Many buildbot tests failing on POWER8
Many tests failing on POWER8. For example:
8 - tests.regressions.execution_tree.assign_wrong_variable_245 (Failed)
30 - tests.regressions.python.python.522_multidimension_np_arrays (Timeout)
34 - tests.regressions.python.python.635_arange_args (Failed)
35 - tests.regressions.python.python.636_boolean_array (Failed)
58 - tests.unit.algorithm.simple_lra (Failed)
69 - tests.unit.primitives.advanced_boolean_slicing (Failed)
72 - tests.unit.primitives.broadcast (Failed)
81 - tests.unit.ir.node_data (Failed)
85 - tests.unit.plugins.arithmetics.cumprod (Failed)
86 - tests.unit.plugins.arithmetics.cumsum (Failed)
89 - tests.unit.plugins.arithmetics.maximum (Failed)
90 - tests.unit.plugins.arithmetics.minimum (Failed)
94 - tests.unit.plugins.booleans.and_operation (Failed)
95 - tests.unit.plugins.booleans.equal_operation (Failed)
96 - tests.unit.plugins.booleans.greater_equal_operation (Failed)
97 - tests.unit.plugins.booleans.greater_operation (Failed)
98 - tests.unit.plugins.booleans.less_equal_operation (Failed)
99 - tests.unit.plugins.booleans.less_operation (Failed)
100 - tests.unit.plugins.booleans.not_equal_operation (Failed)
101 - tests.unit.plugins.booleans.nonzero_operation (Failed)
102 - tests.unit.plugins.booleans.or_operation (Failed)
103 - tests.unit.plugins.booleans.unary_not_operation (Failed)
104 - tests.unit.plugins.booleans.where_operation (Failed)
109 - tests.unit.plugins.controls.for_operation (Failed)
122 - tests.unit.plugins.matrixops.arange (Failed)
125 - tests.unit.plugins.matrixops.clip (Failed)
151 - tests.unit.plugins.matrixops.random_distributions (Failed)
165 - tests.unit.plugins.solvers.decomposition (Failed)
167 - tests.unit.plugins.statistics.all_operation (Failed)
168 - tests.unit.plugins.statistics.any_operation (Failed)
187 - tests.unit.python.execution_tree.make_array (Timeout)
194 - tests.unit.python.execution_tree.slice (Failed)
195 - tests.unit.python.primitives.lambda (Failed)
198 - tests.unit.python.primitives.numpy_dtype (Failed)

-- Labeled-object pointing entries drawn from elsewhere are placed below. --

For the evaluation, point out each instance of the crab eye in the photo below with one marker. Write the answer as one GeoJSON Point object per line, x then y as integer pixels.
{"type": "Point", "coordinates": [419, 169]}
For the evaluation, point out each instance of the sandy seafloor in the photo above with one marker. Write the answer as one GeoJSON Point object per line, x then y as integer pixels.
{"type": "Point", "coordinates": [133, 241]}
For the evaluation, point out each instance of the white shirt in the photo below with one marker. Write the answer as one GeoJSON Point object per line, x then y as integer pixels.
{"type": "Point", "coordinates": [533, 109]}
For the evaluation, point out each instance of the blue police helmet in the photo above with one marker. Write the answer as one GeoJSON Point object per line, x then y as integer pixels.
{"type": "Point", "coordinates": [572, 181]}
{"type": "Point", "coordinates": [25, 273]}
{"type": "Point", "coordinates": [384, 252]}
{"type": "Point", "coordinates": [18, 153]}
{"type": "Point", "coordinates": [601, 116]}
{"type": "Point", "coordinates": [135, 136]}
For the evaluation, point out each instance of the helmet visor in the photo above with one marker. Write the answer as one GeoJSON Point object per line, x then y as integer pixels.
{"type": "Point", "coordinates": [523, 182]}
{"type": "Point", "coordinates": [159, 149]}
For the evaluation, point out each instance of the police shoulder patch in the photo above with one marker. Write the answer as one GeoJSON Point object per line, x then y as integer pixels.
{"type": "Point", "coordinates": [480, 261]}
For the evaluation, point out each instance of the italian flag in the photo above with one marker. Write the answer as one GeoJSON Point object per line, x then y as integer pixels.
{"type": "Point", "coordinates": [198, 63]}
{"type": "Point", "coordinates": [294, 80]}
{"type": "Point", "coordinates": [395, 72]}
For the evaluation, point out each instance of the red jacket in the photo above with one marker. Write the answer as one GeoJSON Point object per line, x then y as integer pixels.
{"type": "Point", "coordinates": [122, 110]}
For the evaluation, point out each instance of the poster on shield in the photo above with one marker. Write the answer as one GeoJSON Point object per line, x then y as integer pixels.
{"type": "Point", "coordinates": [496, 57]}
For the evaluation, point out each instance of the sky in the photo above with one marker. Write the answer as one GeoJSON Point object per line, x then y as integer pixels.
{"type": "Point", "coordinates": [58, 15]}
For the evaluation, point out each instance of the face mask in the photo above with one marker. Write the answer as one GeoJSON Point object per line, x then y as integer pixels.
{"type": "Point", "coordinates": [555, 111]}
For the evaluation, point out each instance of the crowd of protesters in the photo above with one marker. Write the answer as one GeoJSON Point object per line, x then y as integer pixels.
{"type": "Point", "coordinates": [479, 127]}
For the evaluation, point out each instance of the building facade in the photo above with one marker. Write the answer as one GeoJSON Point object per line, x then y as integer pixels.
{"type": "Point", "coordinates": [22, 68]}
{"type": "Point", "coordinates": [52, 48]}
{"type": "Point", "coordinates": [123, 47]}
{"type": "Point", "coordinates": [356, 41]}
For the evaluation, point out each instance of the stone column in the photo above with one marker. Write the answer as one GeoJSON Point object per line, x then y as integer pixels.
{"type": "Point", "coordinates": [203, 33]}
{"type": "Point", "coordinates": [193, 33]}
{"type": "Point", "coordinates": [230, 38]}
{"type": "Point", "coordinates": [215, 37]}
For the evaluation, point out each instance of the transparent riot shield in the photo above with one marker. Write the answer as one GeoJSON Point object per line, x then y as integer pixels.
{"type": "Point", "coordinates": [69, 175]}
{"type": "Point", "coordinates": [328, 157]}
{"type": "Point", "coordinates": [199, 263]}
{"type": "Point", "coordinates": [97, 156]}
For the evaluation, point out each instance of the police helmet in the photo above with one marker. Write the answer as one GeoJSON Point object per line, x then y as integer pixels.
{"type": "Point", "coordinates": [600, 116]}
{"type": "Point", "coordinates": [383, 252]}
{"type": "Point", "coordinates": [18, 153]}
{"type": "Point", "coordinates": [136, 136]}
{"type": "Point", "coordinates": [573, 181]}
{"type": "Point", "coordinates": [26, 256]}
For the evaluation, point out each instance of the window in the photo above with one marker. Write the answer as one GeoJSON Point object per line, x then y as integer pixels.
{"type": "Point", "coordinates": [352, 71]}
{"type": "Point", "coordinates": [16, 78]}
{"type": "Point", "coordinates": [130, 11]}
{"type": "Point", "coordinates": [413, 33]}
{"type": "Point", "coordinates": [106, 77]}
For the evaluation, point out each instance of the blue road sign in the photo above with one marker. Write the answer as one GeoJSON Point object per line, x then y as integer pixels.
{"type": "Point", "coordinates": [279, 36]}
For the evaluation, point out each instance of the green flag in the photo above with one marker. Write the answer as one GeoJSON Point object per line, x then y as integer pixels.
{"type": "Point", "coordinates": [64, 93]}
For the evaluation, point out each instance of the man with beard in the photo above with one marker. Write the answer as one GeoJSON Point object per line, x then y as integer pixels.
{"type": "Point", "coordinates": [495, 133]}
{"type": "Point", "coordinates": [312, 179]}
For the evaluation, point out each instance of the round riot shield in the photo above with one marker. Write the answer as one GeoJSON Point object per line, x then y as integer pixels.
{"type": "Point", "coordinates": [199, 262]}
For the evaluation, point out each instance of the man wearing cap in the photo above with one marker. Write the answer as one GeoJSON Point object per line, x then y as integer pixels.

See: http://ktau.nic.uoregon.edu:8020/#/builders/2/builds/399 http://ktau.nic.uoregon.edu:8020/#/builders/4/builds/161 http://ktau.nic.uoregon.edu:8020/#/builders/9/builds/139
From what I see, those are mostly std::bad_alloc exception being thrown. This should be easy enough to find.
Would it make sense to build them with the system allocator instead of TCMalloc?
Would it make sense to build them with the system allocator instead of TCMalloc?
@khuck that would be worth a try. God knows, tcmalloc might be broken on Power.
@hkaiser nope, same errors with system allocator.
@khuck Same game: could you get gdb stack backtraces for the std::bad_alloc that is thrown?
@hkaiser sorry it took so long...here's the backtrace:
[Switching to Thread 0x3fff9f7ef010 (LWP 135154)]
Catchpoint 1 (exception thrown), 0x00003fffb4fdd188 in __cxa_throw ()
from /storage/users/khuck/src/hpx/spack/opt/spack/linux-rhel7-ppc64le/gcc-4.8.5/llvm-7.0.0-dc22vkqqj3dmm4a6dpayi5jp7btyjntn/lib/libc++abi.so.1
(gdb) bt
#0 0x00003fffb4fdd188 in __cxa_throw ()
from /storage/users/khuck/src/hpx/spack/opt/spack/linux-rhel7-ppc64le/gcc-4.8.5/llvm-7.0.0-dc22vkqqj3dmm4a6dpayi5jp7btyjntn/lib/libc++abi.so.1
#1 0x000000001002095c in allocate_backend (size=4028, alignment=4)
at /home/users/khuck/src/phylanx/tools/buildbot/src/blaze-head/blaze/util/Memory.h:92
#2 allocate<int> (size=1007)
at /home/users/khuck/src/phylanx/tools/buildbot/src/blaze-head/blaze/util/Memory.h:159
#3 DynamicVector (this=<optimized out>, n=1007)
at /home/users/khuck/src/phylanx/tools/buildbot/src/blaze-head/blaze/math/dense/DynamicVector.h:542
#4 generate<int> (this=<optimized out>, n=1007, min=<optimized out>, max=<optimized out>)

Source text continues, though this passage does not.